George A. Smith, is the producer of the oldest movie in this 108 program. Cinema until the mid-1900s was full of examples that surprised and attracted audiences as a completely new technology. Directors such as George A. Smith were among the pioneers who used editing with point of view shots. Also known as a hypnotist, psychic and a magic lantern master, Smith is said to resemble George Méliès with his background and his contribution to cinema. He is the pioneer of this period’s famous “kiss in the tunnel” themed movies. Let me Dream Again, in which his wife acts, is inspired by the contrast between dream and reality, and presents with humour the difficulty of waking up from a dream, without another shot before or after the dream shot. By proving to the audience that the dream state can be just as similar to the waking life in the second shot (and part), the film manages to maintain a similar distance to the worlds of both dream and reality, and shows that the two can be depicted similarly in three minutes.

Dream of the Moon
Pathé, France, 1905, 5’

One of the recently restored films in the EYE Film Archive, Dream of the Moon is an example of the cinema of attractions, just like George Smith’s film in this selection. According to Elif Röngen, the silent cinema curator of the EYE Film, it is assumed that Gaston Velle and Ferdinand Zecca, who worked at Pathé Film around the time the film was shot, made this film together. As an example to the movies from this period about journey to the moon, it describes the moon with a human face, and shows how, after dancing with liquor bottles, a drunk man falls asleep into a dream, where he turns into a half-human form, manages to fly to the moon, and eventually, is expelled from the moon.

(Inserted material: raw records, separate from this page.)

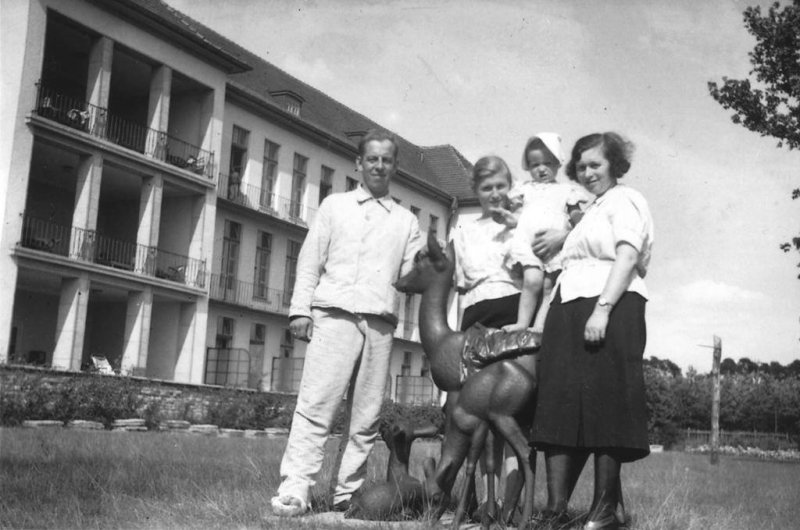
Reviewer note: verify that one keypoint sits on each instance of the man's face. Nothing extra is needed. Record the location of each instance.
(377, 166)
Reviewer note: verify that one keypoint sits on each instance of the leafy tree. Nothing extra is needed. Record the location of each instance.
(772, 106)
(772, 109)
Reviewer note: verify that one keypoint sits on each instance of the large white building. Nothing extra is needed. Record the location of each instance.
(158, 181)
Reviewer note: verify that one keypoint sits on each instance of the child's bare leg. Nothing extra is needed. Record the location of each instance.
(547, 288)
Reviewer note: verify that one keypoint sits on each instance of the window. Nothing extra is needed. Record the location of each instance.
(258, 333)
(263, 253)
(230, 254)
(239, 142)
(224, 364)
(325, 183)
(287, 370)
(224, 332)
(298, 185)
(434, 226)
(292, 253)
(269, 173)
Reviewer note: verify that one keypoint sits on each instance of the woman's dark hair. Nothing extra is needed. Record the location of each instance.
(617, 150)
(489, 166)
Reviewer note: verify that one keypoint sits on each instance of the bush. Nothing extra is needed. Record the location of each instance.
(240, 410)
(97, 398)
(416, 415)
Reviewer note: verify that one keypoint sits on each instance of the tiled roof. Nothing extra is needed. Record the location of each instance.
(452, 169)
(441, 166)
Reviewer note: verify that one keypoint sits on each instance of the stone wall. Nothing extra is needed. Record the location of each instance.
(174, 401)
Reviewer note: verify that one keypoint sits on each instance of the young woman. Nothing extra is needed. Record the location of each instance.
(591, 396)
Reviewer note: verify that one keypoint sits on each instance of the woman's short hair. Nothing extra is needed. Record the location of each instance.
(489, 166)
(379, 135)
(617, 150)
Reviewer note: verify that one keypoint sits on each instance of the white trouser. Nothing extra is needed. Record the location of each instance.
(339, 342)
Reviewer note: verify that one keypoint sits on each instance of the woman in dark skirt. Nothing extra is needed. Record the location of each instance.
(591, 397)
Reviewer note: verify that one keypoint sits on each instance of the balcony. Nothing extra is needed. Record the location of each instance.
(414, 390)
(89, 246)
(255, 198)
(229, 289)
(98, 122)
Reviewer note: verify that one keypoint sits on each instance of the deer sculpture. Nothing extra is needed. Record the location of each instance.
(401, 493)
(499, 397)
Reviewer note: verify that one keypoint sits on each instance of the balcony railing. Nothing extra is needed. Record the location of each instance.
(286, 374)
(255, 198)
(414, 390)
(254, 296)
(97, 121)
(227, 367)
(88, 245)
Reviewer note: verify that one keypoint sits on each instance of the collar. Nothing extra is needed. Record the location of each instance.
(601, 199)
(362, 196)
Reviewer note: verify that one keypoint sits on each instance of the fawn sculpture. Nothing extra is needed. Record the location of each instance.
(499, 397)
(401, 493)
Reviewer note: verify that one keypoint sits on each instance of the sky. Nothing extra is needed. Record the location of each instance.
(484, 76)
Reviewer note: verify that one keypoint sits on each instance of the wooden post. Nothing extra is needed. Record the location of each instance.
(715, 391)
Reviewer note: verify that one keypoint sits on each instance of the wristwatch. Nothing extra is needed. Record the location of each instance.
(602, 302)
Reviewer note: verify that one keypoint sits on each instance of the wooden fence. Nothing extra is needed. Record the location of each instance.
(695, 437)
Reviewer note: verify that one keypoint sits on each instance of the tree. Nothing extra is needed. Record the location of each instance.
(772, 107)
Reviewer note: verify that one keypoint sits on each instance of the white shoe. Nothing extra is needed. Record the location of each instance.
(288, 506)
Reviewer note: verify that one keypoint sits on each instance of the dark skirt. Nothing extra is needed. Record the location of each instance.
(593, 398)
(493, 313)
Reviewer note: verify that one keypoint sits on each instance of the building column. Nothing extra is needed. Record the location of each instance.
(137, 331)
(98, 84)
(23, 26)
(158, 112)
(187, 329)
(71, 323)
(149, 221)
(87, 204)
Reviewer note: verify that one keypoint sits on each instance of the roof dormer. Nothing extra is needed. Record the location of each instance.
(290, 101)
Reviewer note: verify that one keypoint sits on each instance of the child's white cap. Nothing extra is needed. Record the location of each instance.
(552, 141)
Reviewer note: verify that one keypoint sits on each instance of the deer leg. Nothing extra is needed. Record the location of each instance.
(475, 447)
(622, 516)
(511, 431)
(490, 468)
(514, 483)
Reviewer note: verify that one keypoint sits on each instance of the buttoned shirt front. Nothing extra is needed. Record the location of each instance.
(357, 247)
(482, 270)
(619, 215)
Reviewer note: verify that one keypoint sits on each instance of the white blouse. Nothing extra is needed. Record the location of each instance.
(620, 215)
(481, 247)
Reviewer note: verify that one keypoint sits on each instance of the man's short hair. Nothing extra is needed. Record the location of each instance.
(379, 135)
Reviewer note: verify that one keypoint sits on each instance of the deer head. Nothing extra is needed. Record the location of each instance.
(431, 265)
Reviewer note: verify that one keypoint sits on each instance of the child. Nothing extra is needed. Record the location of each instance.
(546, 205)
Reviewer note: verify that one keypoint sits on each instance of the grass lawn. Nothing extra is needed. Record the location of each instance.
(71, 479)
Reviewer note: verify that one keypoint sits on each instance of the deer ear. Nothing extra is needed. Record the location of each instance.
(450, 252)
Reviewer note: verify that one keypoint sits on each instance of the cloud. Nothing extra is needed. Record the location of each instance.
(314, 72)
(714, 292)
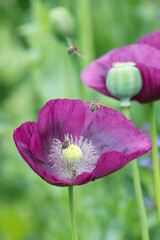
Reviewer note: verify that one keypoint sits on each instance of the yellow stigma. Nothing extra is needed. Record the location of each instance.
(72, 153)
(123, 64)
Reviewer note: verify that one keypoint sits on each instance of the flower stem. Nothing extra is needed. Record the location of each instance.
(155, 158)
(71, 207)
(138, 191)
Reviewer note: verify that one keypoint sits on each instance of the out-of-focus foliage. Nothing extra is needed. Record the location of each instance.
(34, 67)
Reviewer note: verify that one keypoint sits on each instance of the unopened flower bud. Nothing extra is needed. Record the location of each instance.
(62, 22)
(124, 81)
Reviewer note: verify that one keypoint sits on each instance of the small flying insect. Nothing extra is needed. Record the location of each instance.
(94, 106)
(73, 49)
(65, 144)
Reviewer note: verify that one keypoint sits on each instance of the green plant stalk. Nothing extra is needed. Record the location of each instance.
(85, 37)
(155, 158)
(71, 207)
(138, 190)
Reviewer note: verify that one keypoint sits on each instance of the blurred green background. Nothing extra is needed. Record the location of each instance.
(34, 67)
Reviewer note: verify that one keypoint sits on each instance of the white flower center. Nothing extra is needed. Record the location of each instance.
(78, 157)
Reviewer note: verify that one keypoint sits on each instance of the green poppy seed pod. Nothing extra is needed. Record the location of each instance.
(124, 81)
(62, 22)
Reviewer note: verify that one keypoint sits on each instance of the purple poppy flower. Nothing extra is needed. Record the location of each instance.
(145, 57)
(70, 145)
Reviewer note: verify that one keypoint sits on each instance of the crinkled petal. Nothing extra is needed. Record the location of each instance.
(110, 130)
(112, 161)
(152, 39)
(146, 59)
(56, 118)
(22, 137)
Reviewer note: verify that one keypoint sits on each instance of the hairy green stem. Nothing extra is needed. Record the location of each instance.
(155, 158)
(138, 191)
(71, 207)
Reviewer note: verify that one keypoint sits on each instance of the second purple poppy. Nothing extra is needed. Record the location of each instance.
(70, 145)
(145, 54)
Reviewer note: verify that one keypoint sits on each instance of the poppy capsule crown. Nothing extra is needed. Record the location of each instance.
(124, 81)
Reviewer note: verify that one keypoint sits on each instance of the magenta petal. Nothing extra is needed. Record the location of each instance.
(95, 74)
(152, 39)
(109, 130)
(56, 118)
(22, 137)
(112, 161)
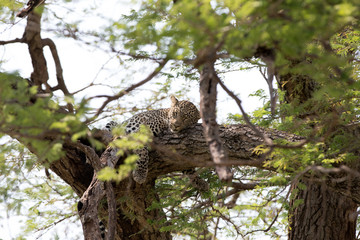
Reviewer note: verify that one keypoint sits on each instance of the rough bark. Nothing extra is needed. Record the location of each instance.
(171, 152)
(208, 95)
(328, 207)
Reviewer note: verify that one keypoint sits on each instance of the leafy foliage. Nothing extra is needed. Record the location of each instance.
(315, 42)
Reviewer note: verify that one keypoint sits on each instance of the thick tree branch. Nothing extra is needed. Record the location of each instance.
(208, 94)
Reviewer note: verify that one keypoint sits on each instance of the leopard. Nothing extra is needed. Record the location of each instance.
(181, 115)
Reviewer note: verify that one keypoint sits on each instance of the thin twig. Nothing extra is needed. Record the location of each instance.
(267, 140)
(127, 90)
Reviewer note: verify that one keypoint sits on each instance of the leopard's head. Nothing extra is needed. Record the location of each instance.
(182, 114)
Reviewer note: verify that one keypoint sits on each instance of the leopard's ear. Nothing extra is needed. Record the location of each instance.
(174, 101)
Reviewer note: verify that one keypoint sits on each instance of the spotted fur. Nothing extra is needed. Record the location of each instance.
(181, 115)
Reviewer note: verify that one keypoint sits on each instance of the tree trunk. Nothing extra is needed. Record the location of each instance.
(323, 214)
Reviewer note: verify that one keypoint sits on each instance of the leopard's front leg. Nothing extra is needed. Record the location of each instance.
(142, 165)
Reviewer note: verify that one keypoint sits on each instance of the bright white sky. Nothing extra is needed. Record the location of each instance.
(82, 64)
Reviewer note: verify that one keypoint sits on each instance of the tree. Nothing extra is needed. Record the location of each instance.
(305, 172)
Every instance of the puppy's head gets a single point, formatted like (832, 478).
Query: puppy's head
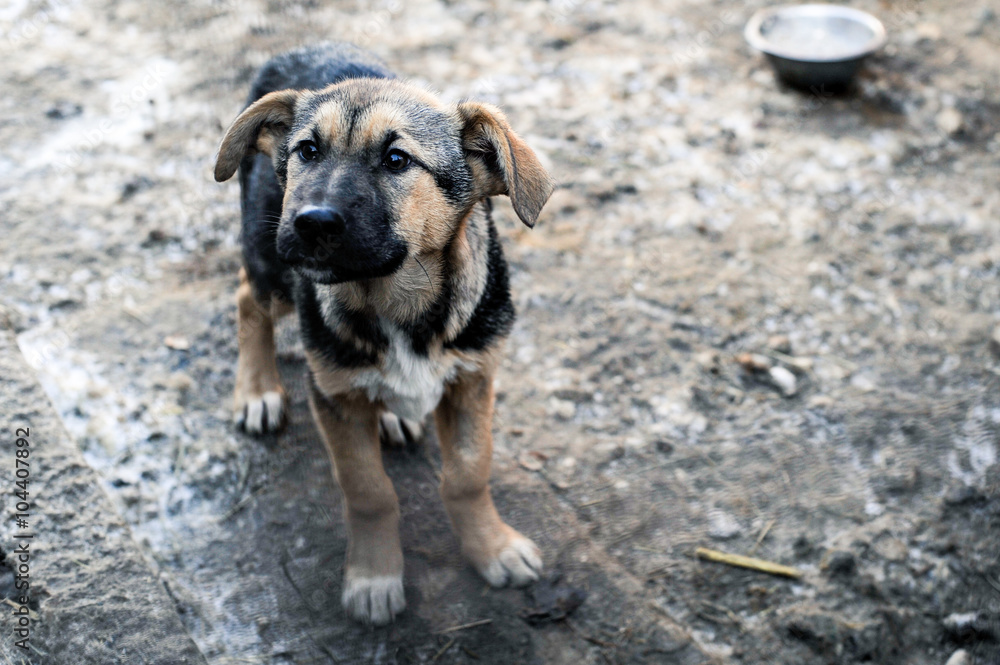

The Adventures of Prince Achmed
Lotte Reiniger, Germany, 1926, 80’

The film, which was inspired by the story of Prince Achmed and Peri Banu in Arabian Nights, bears the signature of Lotte Reiniger, one of the woman pioneers of the era. Perhaps the most significant aspect of the movie is its use of an animation technique reminiscent of the shadow play. Reiniger, with her unique delicacy, films the language of fairytales with shape- shifting figures that we know from Karagöz and Hacivat or the féeries of early cinema. The Adventures of Prince Achmed is considered to be the oldest feature-length animation movie that has survived. The Greek poem written for the story by Nikos Gatzos, and the fairytale-like song “Noble Dame” composed by Manos Hatzidakis and vocalized by Savina Yiannatu, are significant in emphasizing the intermediality and interdisciplinarity of film, in harmony with the spirit of the period.